H.E.R. underscored just that while accepting her award for best R&B/soul female artist. “People say R&B is dead; R&B is not dead. R&B is in everything,” said H.E.R., who vied against Beyoncé, Alicia Keys, Brandy, Summer Walker and Jhené Aiko in the category. “It’s rhythm and blues, and has a lot of champions. I said this last year, ‘When one of us wins, we all win.’ We are forever.”
H.E.R.’s acceptance speech was just one in a series of memorable show moments. Taking place at The Lot Studios in West Hollywood, Calif., the telecast mixed videos with live performances, the latter on a stage resembling an intimate club setting complete with a small band and a few socially distanced tables and sofas occupied by no more than two people — and all wearing masks.
Tichina Arnold and Tisha Campbell, former co-stars on the TV series Martin, returned for the third time as hosts. While keeping the show on pace with quick and easygoing banter, T and T also lit up the proceedings with their own brand of fireworks beginning with the opening sequence. In prefacing the opener, the pair proclaimed 2020 “the year of Black women” in the wake of the country being ravaged by racial injustice and COVID-19.
As dancers walked across the stage carrying black placards emblazoned with the words passionate, beautiful, resilient and blessed, the voice of Maya Angelou could be heard reciting verses from her poem “Still I Rise.” Then the two co-hosts launched into a vigorous song-and-dance medley of female empowerment songs including Queen Latifah’s “U.N.I.T.Y,” Mary J. Blige’s “Just Fine” (with the help of young female singer Saniya Antoinette Lane) and Beyoncé’s “Run the World (Girls).”
“This show is all about love and celebration of our culture,” said Arnold as the sequence ended. Before the rest of the proceedings got underway, Campbell noted that 2020 is “finally ending” and paid tribute once more to the “MVP’s of it all: Black women. We turned it out this year.”
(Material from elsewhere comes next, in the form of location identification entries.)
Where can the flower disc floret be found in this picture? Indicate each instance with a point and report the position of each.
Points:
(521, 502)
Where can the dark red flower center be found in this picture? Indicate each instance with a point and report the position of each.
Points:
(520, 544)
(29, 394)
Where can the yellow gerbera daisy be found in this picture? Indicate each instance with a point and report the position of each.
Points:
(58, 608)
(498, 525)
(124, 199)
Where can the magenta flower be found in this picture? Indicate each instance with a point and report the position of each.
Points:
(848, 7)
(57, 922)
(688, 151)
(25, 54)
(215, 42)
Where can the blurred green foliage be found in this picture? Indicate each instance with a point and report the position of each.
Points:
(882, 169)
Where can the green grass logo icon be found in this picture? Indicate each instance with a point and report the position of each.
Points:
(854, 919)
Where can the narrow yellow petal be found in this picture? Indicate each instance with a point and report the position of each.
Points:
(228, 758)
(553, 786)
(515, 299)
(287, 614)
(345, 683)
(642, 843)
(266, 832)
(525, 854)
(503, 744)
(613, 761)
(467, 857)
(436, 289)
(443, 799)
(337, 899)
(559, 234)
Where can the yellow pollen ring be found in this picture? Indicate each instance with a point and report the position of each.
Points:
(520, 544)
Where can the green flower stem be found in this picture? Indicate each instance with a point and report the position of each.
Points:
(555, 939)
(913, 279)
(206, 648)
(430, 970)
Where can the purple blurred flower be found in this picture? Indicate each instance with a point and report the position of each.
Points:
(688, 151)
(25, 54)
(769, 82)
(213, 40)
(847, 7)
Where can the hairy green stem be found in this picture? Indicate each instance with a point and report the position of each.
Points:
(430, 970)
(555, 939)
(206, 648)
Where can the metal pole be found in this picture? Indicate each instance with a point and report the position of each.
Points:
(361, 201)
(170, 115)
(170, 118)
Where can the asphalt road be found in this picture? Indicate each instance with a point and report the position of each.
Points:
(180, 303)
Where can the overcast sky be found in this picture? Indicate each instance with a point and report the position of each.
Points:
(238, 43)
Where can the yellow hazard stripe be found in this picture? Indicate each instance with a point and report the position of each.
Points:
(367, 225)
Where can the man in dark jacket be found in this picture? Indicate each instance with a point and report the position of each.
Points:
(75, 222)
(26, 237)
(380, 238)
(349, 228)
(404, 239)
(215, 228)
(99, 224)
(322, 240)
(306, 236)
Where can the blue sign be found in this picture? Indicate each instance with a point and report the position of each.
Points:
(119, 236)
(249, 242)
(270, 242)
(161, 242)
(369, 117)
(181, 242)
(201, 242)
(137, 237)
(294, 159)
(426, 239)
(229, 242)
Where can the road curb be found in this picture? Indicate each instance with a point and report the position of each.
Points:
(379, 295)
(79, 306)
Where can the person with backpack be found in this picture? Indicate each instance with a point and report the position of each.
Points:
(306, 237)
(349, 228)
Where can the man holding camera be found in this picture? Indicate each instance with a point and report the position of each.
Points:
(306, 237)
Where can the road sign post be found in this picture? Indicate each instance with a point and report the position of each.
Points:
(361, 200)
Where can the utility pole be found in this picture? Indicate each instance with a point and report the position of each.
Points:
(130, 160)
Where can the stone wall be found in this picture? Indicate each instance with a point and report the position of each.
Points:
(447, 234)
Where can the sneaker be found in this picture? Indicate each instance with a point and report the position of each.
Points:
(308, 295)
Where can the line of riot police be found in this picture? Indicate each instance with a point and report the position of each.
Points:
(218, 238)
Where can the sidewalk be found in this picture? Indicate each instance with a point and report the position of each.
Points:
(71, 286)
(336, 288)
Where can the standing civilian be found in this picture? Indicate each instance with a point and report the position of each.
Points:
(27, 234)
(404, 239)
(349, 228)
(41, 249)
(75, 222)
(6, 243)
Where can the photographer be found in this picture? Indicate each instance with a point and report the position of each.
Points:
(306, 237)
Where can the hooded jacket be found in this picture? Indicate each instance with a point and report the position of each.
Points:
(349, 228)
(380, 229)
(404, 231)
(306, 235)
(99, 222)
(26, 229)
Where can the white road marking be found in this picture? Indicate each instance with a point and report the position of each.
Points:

That provided the perfect lead-in to the first award presentation and artist performance of the evening. In accepting the Soul Train Certified Award, R&B icon Brandy thanked BET for “supporting me ever since I stepped onstage in 1994.” After dedicating the award to her fans, Brandy, wearing a black jumpsuit. flowing floor-length coat and beret, conducted the backing band in a bold performance of “Say Something” and “Borderline” from her latest album B7.